The Gateway to Liberation: Wisdom

The third principal aspect is wisdom, especially the wisdom that realizes emptiness, the true nature of reality.

Ordinarily, we experience ourselves and the world through distorted habits of grasping and conceptual fixation. Wisdom loosens these habits by revealing the impermanent and interdependent nature of all phenomena. As insight deepens, attachment, fear, pride, and anger lose their foundation.

This wisdom develops through study, contemplation, and meditation. In Mahayana Buddhism, practices such as lojong, or mind training, help transform difficulties into opportunities for compassion and awakening.

Wisdom completes the process of transformation. It uproots the ignorance that sustains suffering and allows compassion to function without self-centered attachment.
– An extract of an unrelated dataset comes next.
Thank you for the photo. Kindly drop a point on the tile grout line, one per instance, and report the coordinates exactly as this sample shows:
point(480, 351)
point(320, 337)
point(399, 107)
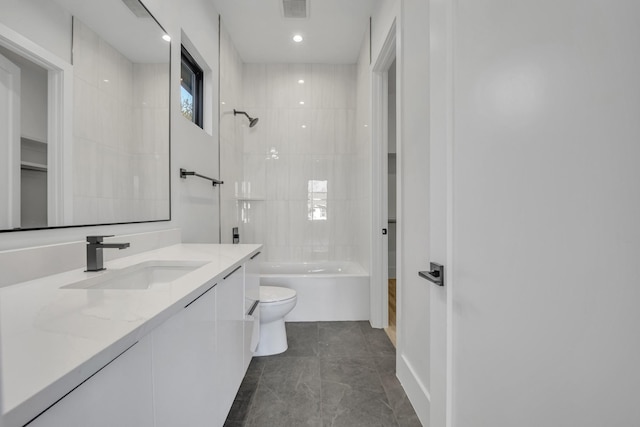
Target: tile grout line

"I Will Explain As Best I Can"

Tsongkhapa closes the verse with humility: “I will explain as best I can.” Although regarded as one of Tibet’s greatest spiritual teachers, he speaks simply and without self-importance.

This humility is itself part of the path. Genuine wisdom expresses itself through compassion, patience, and the sincere wish to benefit others. Spiritual teachings are meant to guide transformation, not to display learning or gain admiration.

The three principal aspects therefore describe more than a set of doctrines. They describe a living process:

  1. renunciation transforms intention,
  2. bodhicitta transforms relationship, and
  3. wisdom transforms understanding.

Together, they form the complete path to awakening.